I blame Mother for many of my defects.
Could not tie my own shoes until sixth grade. They were tied for me while enjoying a leisurely breakfast each day.
She applied to college for me even though I told her not to bother – I was going to travel around Europe and study acting.
When I was finally accepted by a school that invited me to play football I told her that was the only reason I would go. She suggested I might consider it a better option than Vietnam. It was 1965.
When I arrived at the fieldhouse for early, two-a-day practices I was the only player accompanied by his mother. She stayed for two days.
It was years before I realized I might have to do some things for myself.
Actually, Mother trucked no nonsense.
As the baby of the family I was given a pass or two or a thousand. Still, she kept her foot squarely on my back and I bent to the pressure and expectations even though, outwardly, I was defiant almost from birth.
Deep down I wanted her approval and to please her.
I also knew she liked the maverick in people. In first grade she changed the spelling of her first name from “Alice” to “Alyce” because she wanted kids to know she was different.
A librarian, surrounded by books all day, she relaxed at home reading three to five books a week.

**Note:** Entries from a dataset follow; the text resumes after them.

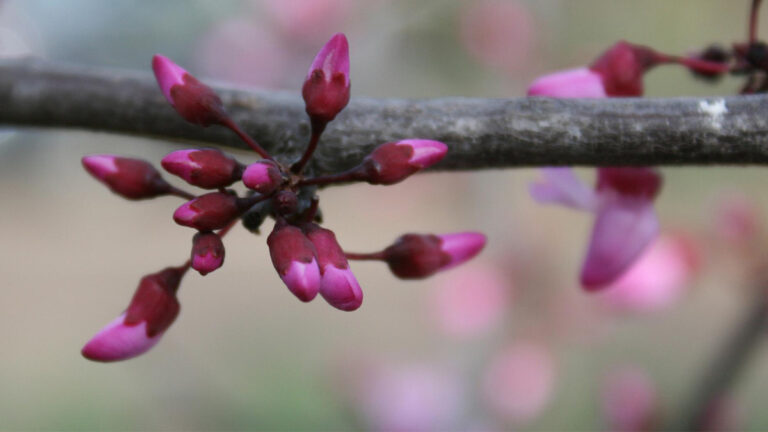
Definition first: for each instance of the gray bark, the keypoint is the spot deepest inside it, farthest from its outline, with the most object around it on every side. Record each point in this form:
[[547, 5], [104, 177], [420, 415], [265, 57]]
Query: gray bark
[[481, 133]]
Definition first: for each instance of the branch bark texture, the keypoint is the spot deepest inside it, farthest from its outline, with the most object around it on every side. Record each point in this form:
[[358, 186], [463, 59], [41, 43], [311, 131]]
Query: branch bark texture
[[481, 133]]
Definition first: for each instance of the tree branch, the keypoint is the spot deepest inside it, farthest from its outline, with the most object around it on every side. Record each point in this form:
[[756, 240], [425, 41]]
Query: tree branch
[[481, 133]]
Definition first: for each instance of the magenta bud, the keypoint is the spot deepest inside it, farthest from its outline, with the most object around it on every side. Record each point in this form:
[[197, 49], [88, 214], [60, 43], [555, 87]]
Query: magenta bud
[[326, 88], [130, 178], [207, 252], [573, 83], [193, 100], [293, 256], [638, 182], [152, 310], [391, 163], [208, 212], [416, 256], [263, 176], [205, 168], [338, 285]]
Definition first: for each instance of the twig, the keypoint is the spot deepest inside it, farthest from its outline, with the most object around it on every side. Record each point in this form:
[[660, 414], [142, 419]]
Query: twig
[[481, 133]]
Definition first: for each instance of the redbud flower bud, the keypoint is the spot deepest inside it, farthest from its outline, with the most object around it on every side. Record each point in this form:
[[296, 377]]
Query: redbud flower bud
[[153, 309], [263, 176], [391, 163], [130, 178], [338, 285], [416, 256], [193, 100], [293, 256], [205, 168], [207, 252], [208, 212], [326, 88]]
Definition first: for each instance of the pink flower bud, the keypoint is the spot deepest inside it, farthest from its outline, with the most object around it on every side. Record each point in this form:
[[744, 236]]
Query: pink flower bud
[[572, 83], [152, 310], [338, 285], [208, 212], [293, 256], [205, 168], [193, 100], [263, 176], [130, 178], [416, 256], [391, 163], [326, 88], [207, 252]]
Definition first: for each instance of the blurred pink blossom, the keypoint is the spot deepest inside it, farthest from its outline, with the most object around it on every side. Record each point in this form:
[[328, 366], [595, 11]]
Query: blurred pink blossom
[[519, 382], [409, 398], [500, 33], [470, 301], [737, 220], [629, 401], [656, 280]]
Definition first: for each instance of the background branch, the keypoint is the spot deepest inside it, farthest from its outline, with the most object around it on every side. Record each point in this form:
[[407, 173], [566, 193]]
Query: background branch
[[481, 133]]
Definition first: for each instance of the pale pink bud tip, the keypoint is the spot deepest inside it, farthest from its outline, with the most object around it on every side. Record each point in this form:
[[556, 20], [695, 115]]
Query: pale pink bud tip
[[340, 288], [333, 58], [425, 152], [100, 166], [262, 176], [461, 247], [118, 341], [303, 279], [168, 74], [573, 83]]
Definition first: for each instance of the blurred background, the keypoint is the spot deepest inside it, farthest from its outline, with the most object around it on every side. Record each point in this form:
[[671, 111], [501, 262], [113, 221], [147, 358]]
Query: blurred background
[[509, 341]]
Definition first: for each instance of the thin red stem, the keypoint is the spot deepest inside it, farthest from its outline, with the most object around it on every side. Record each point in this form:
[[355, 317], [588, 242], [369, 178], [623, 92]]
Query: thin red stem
[[246, 138], [753, 15], [317, 130], [371, 256], [345, 177]]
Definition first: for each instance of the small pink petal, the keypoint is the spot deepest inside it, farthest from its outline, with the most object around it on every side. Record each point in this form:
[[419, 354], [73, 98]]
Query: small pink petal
[[624, 227], [425, 152], [561, 186], [461, 247], [340, 288], [168, 74], [303, 279], [573, 83], [655, 281], [117, 341], [519, 382], [332, 58], [100, 166]]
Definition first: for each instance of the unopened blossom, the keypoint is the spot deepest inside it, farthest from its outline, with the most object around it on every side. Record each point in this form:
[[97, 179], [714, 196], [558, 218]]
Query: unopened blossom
[[152, 310], [326, 87], [130, 178], [416, 256], [519, 382], [205, 168]]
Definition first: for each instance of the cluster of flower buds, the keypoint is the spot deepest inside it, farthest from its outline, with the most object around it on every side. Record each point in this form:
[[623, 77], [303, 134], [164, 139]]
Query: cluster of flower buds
[[307, 257]]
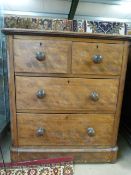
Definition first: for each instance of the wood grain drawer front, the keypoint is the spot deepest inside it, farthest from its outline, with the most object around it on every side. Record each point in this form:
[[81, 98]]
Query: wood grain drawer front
[[43, 93], [41, 56], [65, 129], [97, 58]]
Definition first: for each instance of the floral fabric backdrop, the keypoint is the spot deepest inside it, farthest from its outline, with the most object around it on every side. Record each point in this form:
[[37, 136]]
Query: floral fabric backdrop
[[41, 23]]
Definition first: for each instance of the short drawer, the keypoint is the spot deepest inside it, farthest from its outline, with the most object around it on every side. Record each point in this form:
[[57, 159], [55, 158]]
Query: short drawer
[[65, 129], [74, 94], [41, 56], [96, 58]]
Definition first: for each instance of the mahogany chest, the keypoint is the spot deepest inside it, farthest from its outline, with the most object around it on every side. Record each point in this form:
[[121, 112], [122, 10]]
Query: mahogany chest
[[66, 93]]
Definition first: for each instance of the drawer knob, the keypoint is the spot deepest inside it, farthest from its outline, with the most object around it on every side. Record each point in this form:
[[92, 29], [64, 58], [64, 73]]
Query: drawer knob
[[97, 59], [90, 132], [40, 93], [40, 131], [94, 96], [40, 56]]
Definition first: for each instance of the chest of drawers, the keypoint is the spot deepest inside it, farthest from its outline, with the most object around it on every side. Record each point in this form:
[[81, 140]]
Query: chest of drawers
[[65, 94]]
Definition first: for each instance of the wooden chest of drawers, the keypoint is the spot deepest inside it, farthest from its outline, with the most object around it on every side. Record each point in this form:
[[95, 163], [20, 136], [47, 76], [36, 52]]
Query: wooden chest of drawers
[[65, 94]]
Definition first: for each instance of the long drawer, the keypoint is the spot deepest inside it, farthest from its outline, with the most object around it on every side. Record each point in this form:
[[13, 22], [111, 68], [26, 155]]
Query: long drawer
[[46, 93], [41, 56], [65, 129], [96, 58]]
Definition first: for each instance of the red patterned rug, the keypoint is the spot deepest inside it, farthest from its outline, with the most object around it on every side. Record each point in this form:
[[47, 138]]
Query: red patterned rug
[[54, 166]]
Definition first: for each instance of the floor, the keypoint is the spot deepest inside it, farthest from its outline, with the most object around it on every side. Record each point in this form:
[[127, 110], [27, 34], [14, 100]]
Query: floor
[[121, 167]]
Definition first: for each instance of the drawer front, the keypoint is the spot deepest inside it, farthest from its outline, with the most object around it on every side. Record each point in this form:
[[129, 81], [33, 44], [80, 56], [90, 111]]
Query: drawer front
[[41, 56], [97, 58], [65, 129], [43, 93]]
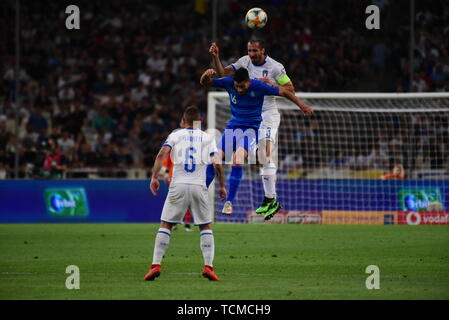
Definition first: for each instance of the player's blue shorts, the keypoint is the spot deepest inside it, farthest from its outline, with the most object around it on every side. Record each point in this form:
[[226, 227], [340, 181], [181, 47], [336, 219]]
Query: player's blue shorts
[[236, 137]]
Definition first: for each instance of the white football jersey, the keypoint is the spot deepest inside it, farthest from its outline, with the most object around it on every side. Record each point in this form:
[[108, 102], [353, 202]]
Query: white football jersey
[[270, 69], [191, 151]]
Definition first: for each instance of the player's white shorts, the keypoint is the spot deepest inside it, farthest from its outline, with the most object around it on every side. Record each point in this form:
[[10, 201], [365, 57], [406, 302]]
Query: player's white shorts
[[183, 196], [270, 125]]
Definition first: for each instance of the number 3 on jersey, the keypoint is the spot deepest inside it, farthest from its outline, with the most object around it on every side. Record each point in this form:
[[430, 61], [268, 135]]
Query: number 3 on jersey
[[189, 160], [233, 98]]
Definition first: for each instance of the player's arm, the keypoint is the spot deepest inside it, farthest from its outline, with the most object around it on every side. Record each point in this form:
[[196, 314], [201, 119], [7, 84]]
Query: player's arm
[[287, 93], [218, 66], [206, 77], [158, 162], [219, 174]]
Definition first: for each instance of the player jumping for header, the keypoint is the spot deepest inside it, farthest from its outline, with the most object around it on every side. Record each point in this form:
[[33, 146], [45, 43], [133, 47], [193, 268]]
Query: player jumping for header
[[240, 136], [265, 68]]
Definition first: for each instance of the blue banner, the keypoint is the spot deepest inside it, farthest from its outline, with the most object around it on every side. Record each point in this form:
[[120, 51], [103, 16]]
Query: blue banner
[[30, 201], [80, 201]]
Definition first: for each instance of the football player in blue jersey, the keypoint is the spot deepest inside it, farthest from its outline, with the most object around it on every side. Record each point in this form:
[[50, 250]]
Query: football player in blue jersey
[[240, 137]]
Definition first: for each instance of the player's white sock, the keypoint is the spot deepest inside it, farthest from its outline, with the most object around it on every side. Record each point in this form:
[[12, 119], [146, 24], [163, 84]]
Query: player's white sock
[[268, 173], [161, 245], [207, 246]]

I read with her and learned to love words, written words.
My father was a dominant personality and bigger than life in many ways. He owned a construction company, a family business, and my brothers and I went to work for him in our early teens, although I started later than they did because my mother said I had other interests, like a boat at the lake.
But my father knew I had little talent for his line of work and was more like my mother.
“He’s the one who doesn’t like getting his hands dirty,” he would say laughingly to distinguish me from my mechanically inclined siblings.
I loved the line because it was true.
Mother wanted to me to become a librarian and would write letters suggesting that career. One day my best friend on the football team snatched one of those letters from my hands and read it aloud as we sat by our lockers.
The locker room erupted in laughter.
She feared my defiant personality would cause me career obstacles. It was one of the many insights she had that proved correct. She was, as many mothers are, intuitive and right.
As the years went by and my father and brothers all died early I became aware of her true inner strength and grit, which came from indomitable faith. She never wavered and spent part of each day in quiet, contemplative prayer.
She was a rock.
She was also outspoken on all subjects and never backed away from voicing her opinions. Her grandchildren revered her and also feared her sharp tongue and criticisms when they stepped out of line.
I bought her a new car when she was older and she was clocked that day by a friend as she topped 80 miles an hour on a country road.
“Been driving since I was 11,” she responded when I asked her about the speeding.
I thought as I grew older I would feel less pressure from what I knew she expected of me but her presence never diminished, even after she died.
Mothers do that to us – even when it’s not Mother’s Day.